# What are the indeterminate forms such that L'Hopital's rule can be used?

• Jan 31st 2011, 08:29 PM
crossbone
What are the indeterminate forms such that L'Hopital's rule can be used?
$\displaystyle \frac{0}{0}, \frac{\infty}{\infty}, 0\times{\infty},{\infty}^{\infty}, {\infty}^0,0^0, 1^{\infty}, \infty - \infty.$

How about $\displaystyle 0^{\infty}$? anything else?
• Jan 31st 2011, 08:33 PM
dwsmith
Quote:

Originally Posted by crossbone
$\displaystyle \frac{0}{0}, \frac{\infty}{\infty}, 0\times{\infty},{\infty}^{\infty}, {\infty}^0,0^0, 1^{\infty}, \infty - \infty.$

How about $\displaystyle 0^{\infty}$? anything else?

Check wikipedia or a textbook.
• Jan 31st 2011, 09:09 PM
Prove It
You can go directly to L'Hospital's Rule if it's of the form $\displaystyle \displaystyle \frac{0}{0}$ or $\displaystyle \displaystyle \frac{\infty}{\infty}$.

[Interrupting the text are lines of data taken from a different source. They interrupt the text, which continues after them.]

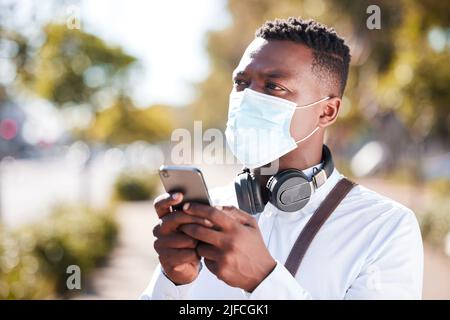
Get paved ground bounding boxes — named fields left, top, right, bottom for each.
left=78, top=168, right=450, bottom=299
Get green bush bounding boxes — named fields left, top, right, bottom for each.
left=114, top=171, right=159, bottom=201
left=418, top=199, right=450, bottom=246
left=0, top=207, right=118, bottom=299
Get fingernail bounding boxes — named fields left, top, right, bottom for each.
left=172, top=192, right=181, bottom=200
left=173, top=264, right=185, bottom=272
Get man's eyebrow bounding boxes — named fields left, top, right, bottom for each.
left=231, top=71, right=245, bottom=79
left=232, top=70, right=293, bottom=79
left=263, top=70, right=292, bottom=79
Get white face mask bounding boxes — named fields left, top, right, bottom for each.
left=225, top=88, right=330, bottom=169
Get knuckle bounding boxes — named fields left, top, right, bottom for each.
left=152, top=223, right=161, bottom=238
left=153, top=193, right=169, bottom=207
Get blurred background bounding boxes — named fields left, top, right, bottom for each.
left=0, top=0, right=450, bottom=299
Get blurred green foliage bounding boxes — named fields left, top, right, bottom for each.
left=418, top=198, right=450, bottom=247
left=19, top=24, right=136, bottom=107
left=0, top=206, right=118, bottom=299
left=0, top=10, right=177, bottom=144
left=189, top=0, right=450, bottom=149
left=114, top=171, right=159, bottom=201
left=86, top=97, right=176, bottom=144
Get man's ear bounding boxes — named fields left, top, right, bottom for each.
left=319, top=97, right=342, bottom=128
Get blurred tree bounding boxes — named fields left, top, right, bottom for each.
left=190, top=0, right=450, bottom=168
left=86, top=96, right=176, bottom=144
left=19, top=24, right=136, bottom=107
left=0, top=4, right=173, bottom=143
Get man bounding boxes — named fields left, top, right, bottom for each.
left=141, top=18, right=423, bottom=299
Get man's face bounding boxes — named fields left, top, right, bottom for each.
left=233, top=38, right=330, bottom=146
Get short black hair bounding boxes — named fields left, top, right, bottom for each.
left=255, top=17, right=351, bottom=97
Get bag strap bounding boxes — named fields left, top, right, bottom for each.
left=284, top=178, right=356, bottom=276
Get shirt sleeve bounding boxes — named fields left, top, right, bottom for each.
left=140, top=264, right=195, bottom=300
left=245, top=261, right=312, bottom=300
left=345, top=209, right=423, bottom=300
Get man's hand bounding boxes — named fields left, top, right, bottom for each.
left=179, top=203, right=276, bottom=292
left=153, top=193, right=212, bottom=285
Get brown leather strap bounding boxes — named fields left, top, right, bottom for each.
left=284, top=178, right=356, bottom=276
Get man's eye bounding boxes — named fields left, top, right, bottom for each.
left=266, top=82, right=284, bottom=91
left=233, top=79, right=247, bottom=86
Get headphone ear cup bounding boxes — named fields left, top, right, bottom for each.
left=234, top=171, right=253, bottom=214
left=249, top=176, right=264, bottom=214
left=267, top=169, right=311, bottom=212
left=234, top=171, right=263, bottom=215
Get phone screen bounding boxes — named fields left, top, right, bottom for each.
left=159, top=166, right=211, bottom=210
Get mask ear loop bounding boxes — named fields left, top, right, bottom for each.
left=295, top=96, right=331, bottom=109
left=295, top=96, right=331, bottom=144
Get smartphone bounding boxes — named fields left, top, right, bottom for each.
left=159, top=165, right=211, bottom=210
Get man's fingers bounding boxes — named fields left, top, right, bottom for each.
left=183, top=202, right=235, bottom=230
left=153, top=232, right=198, bottom=252
left=159, top=248, right=200, bottom=267
left=179, top=224, right=223, bottom=248
left=159, top=211, right=213, bottom=234
left=195, top=242, right=220, bottom=261
left=153, top=192, right=183, bottom=218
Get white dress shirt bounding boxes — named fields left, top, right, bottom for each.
left=141, top=168, right=423, bottom=300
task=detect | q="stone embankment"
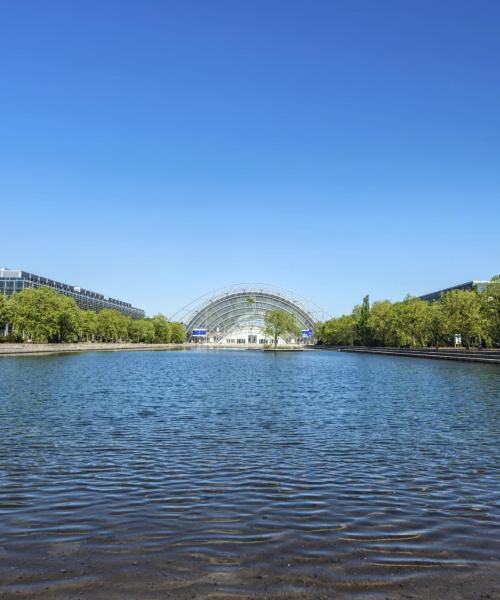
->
[0,343,185,356]
[329,346,500,365]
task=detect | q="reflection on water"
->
[0,351,500,597]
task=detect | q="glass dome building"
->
[176,285,321,345]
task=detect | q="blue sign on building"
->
[193,329,207,337]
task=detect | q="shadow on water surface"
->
[0,351,500,598]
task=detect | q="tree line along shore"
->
[0,287,186,344]
[315,275,500,348]
[0,276,500,348]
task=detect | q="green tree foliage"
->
[170,321,186,344]
[352,295,371,346]
[264,309,300,348]
[315,278,500,347]
[440,290,486,348]
[151,315,172,344]
[0,294,10,335]
[0,287,186,343]
[480,275,500,344]
[10,288,62,343]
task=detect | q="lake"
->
[0,350,500,599]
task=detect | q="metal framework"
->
[180,284,320,343]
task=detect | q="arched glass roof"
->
[181,286,318,339]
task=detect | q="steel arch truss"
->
[187,289,314,341]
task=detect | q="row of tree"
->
[315,276,500,348]
[0,287,186,344]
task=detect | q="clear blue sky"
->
[0,0,500,315]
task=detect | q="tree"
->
[440,290,486,348]
[57,294,83,342]
[9,287,61,343]
[79,310,97,342]
[151,315,171,344]
[352,295,371,346]
[399,296,429,348]
[369,300,394,346]
[427,300,450,350]
[264,309,300,348]
[0,294,11,337]
[170,321,186,344]
[480,275,500,346]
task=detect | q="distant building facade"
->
[0,268,144,319]
[419,281,490,302]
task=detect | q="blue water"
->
[0,350,500,598]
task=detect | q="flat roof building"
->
[419,281,490,302]
[0,267,144,319]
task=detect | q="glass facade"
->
[0,268,144,319]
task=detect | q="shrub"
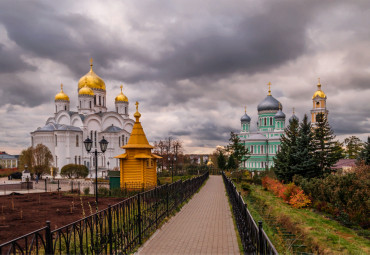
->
[262,176,311,208]
[242,182,251,192]
[60,164,89,178]
[83,187,90,195]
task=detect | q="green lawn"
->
[238,185,370,254]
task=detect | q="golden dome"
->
[55,84,69,101]
[78,59,105,90]
[78,80,94,96]
[116,85,128,102]
[312,78,326,99]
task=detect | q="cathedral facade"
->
[239,80,328,171]
[31,60,135,177]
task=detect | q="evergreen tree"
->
[217,151,226,170]
[291,114,319,178]
[357,136,370,165]
[274,118,299,182]
[227,154,238,170]
[226,132,250,168]
[313,114,343,176]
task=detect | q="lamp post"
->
[84,136,108,206]
[168,155,176,182]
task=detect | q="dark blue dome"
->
[240,114,251,122]
[289,113,299,122]
[257,95,279,112]
[274,109,285,119]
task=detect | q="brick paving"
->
[137,175,240,255]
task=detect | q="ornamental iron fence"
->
[222,172,278,254]
[0,172,208,254]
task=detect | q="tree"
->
[226,132,250,169]
[313,114,343,176]
[274,118,299,182]
[344,136,364,159]
[291,114,318,179]
[357,136,370,165]
[227,154,238,170]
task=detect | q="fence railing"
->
[222,172,278,254]
[0,172,208,254]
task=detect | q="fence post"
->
[108,205,113,255]
[45,220,53,254]
[166,183,169,217]
[137,193,142,244]
[257,220,264,254]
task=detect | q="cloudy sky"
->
[0,0,370,153]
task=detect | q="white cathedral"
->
[31,59,135,176]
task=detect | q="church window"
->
[94,131,96,148]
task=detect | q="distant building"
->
[31,60,134,174]
[0,151,19,169]
[239,80,328,171]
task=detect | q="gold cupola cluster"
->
[55,84,69,101]
[78,77,94,96]
[312,78,326,99]
[115,85,128,102]
[78,59,105,91]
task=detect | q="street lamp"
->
[168,155,176,182]
[84,136,108,206]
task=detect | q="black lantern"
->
[84,137,92,152]
[99,136,109,153]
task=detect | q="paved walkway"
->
[138,175,240,255]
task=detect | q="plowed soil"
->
[0,193,124,244]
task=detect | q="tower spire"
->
[267,82,271,96]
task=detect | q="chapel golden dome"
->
[312,78,326,99]
[78,80,94,96]
[78,59,105,91]
[115,85,128,102]
[55,84,69,101]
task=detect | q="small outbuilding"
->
[115,102,162,189]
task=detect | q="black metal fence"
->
[0,172,208,254]
[222,172,278,254]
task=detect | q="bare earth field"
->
[0,192,124,244]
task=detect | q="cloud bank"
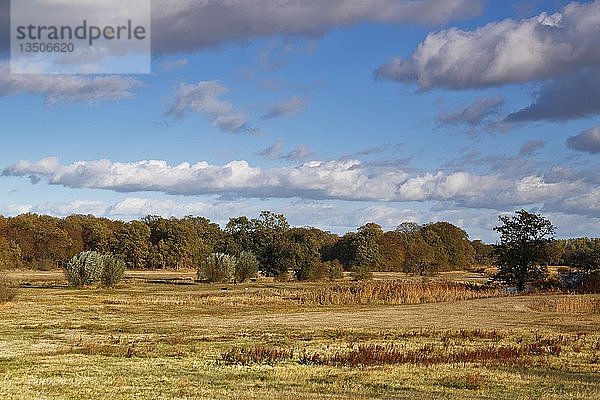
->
[3,156,600,216]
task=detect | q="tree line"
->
[0,211,600,280]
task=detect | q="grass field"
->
[0,271,600,399]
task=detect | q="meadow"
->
[0,271,600,399]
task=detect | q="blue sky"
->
[0,0,600,242]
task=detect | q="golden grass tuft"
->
[531,295,600,314]
[0,280,18,304]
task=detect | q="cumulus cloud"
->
[438,96,504,127]
[152,0,482,53]
[0,63,142,106]
[256,139,314,161]
[263,96,307,119]
[3,156,597,219]
[168,81,249,133]
[567,126,600,154]
[376,1,600,90]
[506,69,600,122]
[519,140,546,157]
[162,58,189,71]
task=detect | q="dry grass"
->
[221,332,569,367]
[298,281,505,305]
[0,280,18,304]
[0,270,600,400]
[532,295,600,314]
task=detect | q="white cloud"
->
[376,1,600,89]
[256,139,314,161]
[438,96,504,127]
[168,81,248,133]
[0,63,142,106]
[567,126,600,154]
[263,96,307,119]
[152,0,482,53]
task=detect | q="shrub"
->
[196,253,236,282]
[63,251,125,288]
[100,254,125,287]
[350,265,373,281]
[323,260,344,281]
[235,251,259,282]
[63,251,102,288]
[0,280,17,304]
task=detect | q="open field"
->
[0,271,600,399]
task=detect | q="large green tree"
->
[494,210,555,291]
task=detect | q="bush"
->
[100,254,125,287]
[350,265,373,281]
[323,260,344,281]
[63,251,125,288]
[63,251,103,288]
[235,251,259,282]
[196,253,236,282]
[0,281,17,304]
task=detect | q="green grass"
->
[0,274,600,399]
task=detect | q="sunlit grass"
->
[0,270,600,399]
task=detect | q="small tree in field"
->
[196,253,236,282]
[235,251,259,282]
[100,254,125,287]
[63,251,125,288]
[494,210,555,291]
[63,251,102,288]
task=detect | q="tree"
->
[235,251,259,283]
[0,236,21,268]
[422,222,475,270]
[402,230,448,276]
[111,221,150,269]
[250,211,292,280]
[63,251,103,288]
[197,253,236,282]
[494,210,555,291]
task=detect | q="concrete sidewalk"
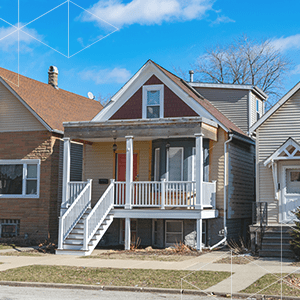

However, you can apply some transformations to the other forms to get them to $\displaystyle \displaystyle \frac{0}{0}$ or $\displaystyle \displaystyle \frac{\infty}{\infty}$.
• Jan 31st 2011, 11:28 PM
chisigma
Quote:

Originally Posted by crossbone
$\displaystyle \frac{0}{0}, \frac{\infty}{\infty}, 0\times{\infty},{\infty}^{\infty}, {\infty}^0,0^0, 1^{\infty}, \infty - \infty.$

How about $\displaystyle 0^{\infty}$? anything else?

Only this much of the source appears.